What visitors should do before setting out
The best advice for Monday is simple: check the specific area, not only the island name. The Canary Islands are full of microclimates. A beach in the north, a resort in the south, a ridge road, a ferry channel and a volcanic park can all feel different on the same day. A yellow warning at island level should prompt visitors to refine plans rather than abandon them.
Anyone with a booked excursion should confirm directly with the operator. Reputable boat, diving, hiking, cycling and adventure companies are used to adapting plans to wind, sea state, heat and visibility. If an operator changes departure time, route or activity, it is usually because local conditions make the adjustment sensible. Visitors should avoid using informal or unlicensed services that ignore weather guidance, especially at sea.
For beach days, choose lifeguarded areas where possible and follow flag systems. Rougher seas are not always obvious from a hotel balcony or promenade, and natural pools can be especially deceptive when waves are breaking over the edges. A calm-looking pool can become hazardous when sets arrive from offshore. Flip-flops on wet rock, children near edges and attempts to take dramatic wave photos are all common risk factors during coastal episodes.
For road trips, secure loose items, take water, do not rely only on scenic viewpoints for breaks, and expect exposed sections to feel windier than towns. Drivers of high-sided vehicles, campervans or scooters should be cautious in gusty areas. Cyclists should be particularly careful in Lanzarote, La Graciosa, Fuerteventura, La Gomera and exposed Gran Canaria valleys, where wind can arrive suddenly from the side.
What this does not mean
It is important to keep the warning in proportion. This is not a Canary Islands travel ban. It is not an airport closure notice. It is not a sign that hotels, resorts or beaches are shutting. It is not a reason to cancel a holiday. It is a short-term weather episode that affects comfort, safety and itinerary choices.

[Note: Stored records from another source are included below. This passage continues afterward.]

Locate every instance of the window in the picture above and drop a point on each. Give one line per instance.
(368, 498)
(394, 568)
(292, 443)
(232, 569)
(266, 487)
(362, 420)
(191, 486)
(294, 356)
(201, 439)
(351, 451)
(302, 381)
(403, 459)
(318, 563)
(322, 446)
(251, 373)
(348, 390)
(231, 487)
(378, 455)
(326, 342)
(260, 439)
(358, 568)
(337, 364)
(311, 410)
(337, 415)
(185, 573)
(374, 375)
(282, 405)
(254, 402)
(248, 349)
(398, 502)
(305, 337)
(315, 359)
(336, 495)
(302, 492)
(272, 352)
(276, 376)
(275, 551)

Flights may continue normally unless airlines or airports announce otherwise. Ferries and boat trips should be checked with operators because sea conditions can vary by route and time. Beaches remain subject to local flag systems and lifeguard decisions. Mountain, rural and coastal excursions remain possible where local conditions allow, but Monday is a day for flexibility rather than rigid sightseeing targets.
For tourism businesses, the warning is a reminder that visitor confidence depends on practical information. The most useful message is not alarm, but clarity: where the heat is expected, where wind is strongest, when coastal conditions change, and how guests can adjust plans. Clear information helps visitors enjoy the islands safely and prevents avoidable disappointment.
Bottom line for Monday travel planning
Monday 29 June is likely to be a more demanding outdoor day than many visitors expect from a summer holiday in the Canary Islands. Gran Canaria's inland and southern heat, La Gomera's strong gusts, Lanzarote and La Graciosa's wind, Tenerife and El Hierro's coastal conditions, and the return of calima all point in the same direction: keep plans flexible, check local updates, and choose activities with shade, water and shelter in mind.
The islands remain open and holiday travel continues, but the smartest visitors will adapt the rhythm of the day. Plan scenic drives early. Keep beach choices lifeguarded and sheltered. Confirm sea excursions. Treat natural pools with caution. Move strenuous walks away from peak heat. Expect hazier views. For most travellers, that is enough to turn a potentially awkward weather day into a manageable one.